Liquid Electrolyte based Multivalent Batteries
The development of lithium-ion batteries has played a key role in this development of intermittent renewable energies and mobile technologies. However, this technology seems to be reaching its limits and new solutions are emerging, such as magnesium batteries. Magnesium metal is an attractive negative electrode because of its abundance and its high volumetric and gravimetric capacities combined with a quite low redox potential. The divalent nature of Mg2+ offers two electrons per metal compared with just one in the case of alkali metals such as Li and Na.
The operation of a Mg battery is similar to that of a Li-ion battery, involving the exchange of Mg2+ ions between a positive electrode and a negative electrode, ideally magnesium metal, via an electrolyte solution. The main obstacle to making magnesium batteries is the lack of suitable electrolytes with a wide potential window that we can combined with magnesium metal or effective negative electrodes.
At LEEL, we are tackling these challenges with two different approaches. One of the solutions is to replace the Mg metal at the negative electrode with compounds that form an alloy with the Mg and are stable to conventional electrolytes. This has been investigated within the MAGICIEN ANR project (2017-2021). Our second approach is to focus on the development of new electrolytes, particularly with the concept of concentrated aqueous electrolytes for Mg-ion batteries, in the frame of the MAGWAT ANR project.

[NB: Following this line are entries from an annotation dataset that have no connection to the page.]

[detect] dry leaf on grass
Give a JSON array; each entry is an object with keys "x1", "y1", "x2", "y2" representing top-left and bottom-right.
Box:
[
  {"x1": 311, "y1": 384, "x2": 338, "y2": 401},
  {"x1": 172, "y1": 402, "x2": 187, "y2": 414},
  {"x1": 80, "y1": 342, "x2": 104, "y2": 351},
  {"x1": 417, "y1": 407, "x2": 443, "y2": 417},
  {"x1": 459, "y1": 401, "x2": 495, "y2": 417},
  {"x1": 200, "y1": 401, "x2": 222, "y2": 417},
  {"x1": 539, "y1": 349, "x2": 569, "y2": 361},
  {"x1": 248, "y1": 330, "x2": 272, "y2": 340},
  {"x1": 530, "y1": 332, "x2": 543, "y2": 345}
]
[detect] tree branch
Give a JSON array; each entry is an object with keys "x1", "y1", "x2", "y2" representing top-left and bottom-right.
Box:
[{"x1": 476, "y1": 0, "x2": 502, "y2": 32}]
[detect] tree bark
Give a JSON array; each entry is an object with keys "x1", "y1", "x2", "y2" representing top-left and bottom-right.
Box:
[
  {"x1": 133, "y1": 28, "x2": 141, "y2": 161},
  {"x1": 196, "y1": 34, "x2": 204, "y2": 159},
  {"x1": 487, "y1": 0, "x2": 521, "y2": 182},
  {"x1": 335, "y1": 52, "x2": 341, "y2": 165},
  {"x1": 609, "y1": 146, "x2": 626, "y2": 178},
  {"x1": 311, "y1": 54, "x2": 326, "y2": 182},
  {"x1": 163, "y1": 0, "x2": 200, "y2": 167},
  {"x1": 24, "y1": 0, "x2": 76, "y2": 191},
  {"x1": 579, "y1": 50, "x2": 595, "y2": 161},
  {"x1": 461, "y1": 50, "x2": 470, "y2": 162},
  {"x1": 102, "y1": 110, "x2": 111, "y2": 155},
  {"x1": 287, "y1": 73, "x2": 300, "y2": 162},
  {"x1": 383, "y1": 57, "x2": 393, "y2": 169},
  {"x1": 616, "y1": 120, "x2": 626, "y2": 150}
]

Solid Electrolytes for Lithium and Sodium Batteries
Solid-state batteries are considered as a next-generation battery technology with many potential improvements over the current state-of-the-art Li-ion in terms of safety, power, and energy density. The development of efficient, high ionic conductive solid electrolytes is crucial for the progress in solid-state batteries. Low-cost synthesis and their optimization with different battery electrodes is seen as a decisive factor. Towards this direction, researchers at LEEL work on two important advanced electrolyte categories: ceramic and polymer-ceramic composite electrolytes.
Ceramic solid electrolytes: Our group has been active in developing new solid electrolytes for lithium and sodium solid-state batteries. We concentrate on the synthesis, structural characterization, and battery application studies of Garnet, Nasicon, and Halide solid electrolytes.
Halide ionic conductors are recently revisited and applied in advanced solid-state batteries. We aim to understand the effect of synthesis conditions, doping and lithium concentrations on the ionic motion (diffudion) within the structure and the ionic conductivity. In addition, a major focus of the research is to employ this newly developed electrolytes in various electrode composites (NMC, LFP, Sulfur and Silicon) and study their electrochemical performaces.
The electrode kinetics of solid electrolytes play a crucial role in various solid-state electrochemical applications including batteries. The understanding of the diffusion phenomena in ceramic electrolytes with the help of high-frequency impedance measurement coupled with detailed structural studies with XRD and NMR constitutes the major activity of the group. In other words, we try to understand the movement of ions in the electrolyte and electrode, and how we can influence their activation energy barrier and stability by carefully modifying the structure by doping or by changing the synthesis conditions.
Polymer-ceramic composite electrolytes: Polymer electrolytes enable the application of lithium metal anodes in solid-state batteries, potentially hindering the dendrite growth and short circuits. They also enable enhanced safety, processability, adhesion to the electrodes, and flexibility. The currently used PEO-based polymer electrolytes require a high working temperature in the range of 60-80 °C for their nominal performance. Our research focuses on the inclusion of oxide and nasicon ceramic solid electrolytes in the polymer matrix to improve their ionic conductivity and reduce the operating temperature. Besides a further understanding of the charge transport mechanism in these electrolyte systems and the processes taking place at the interface with the metallic anode with EIS and solid-state NMR studies, our work particularly focused on increasing the ceramic content in the polymer matrix.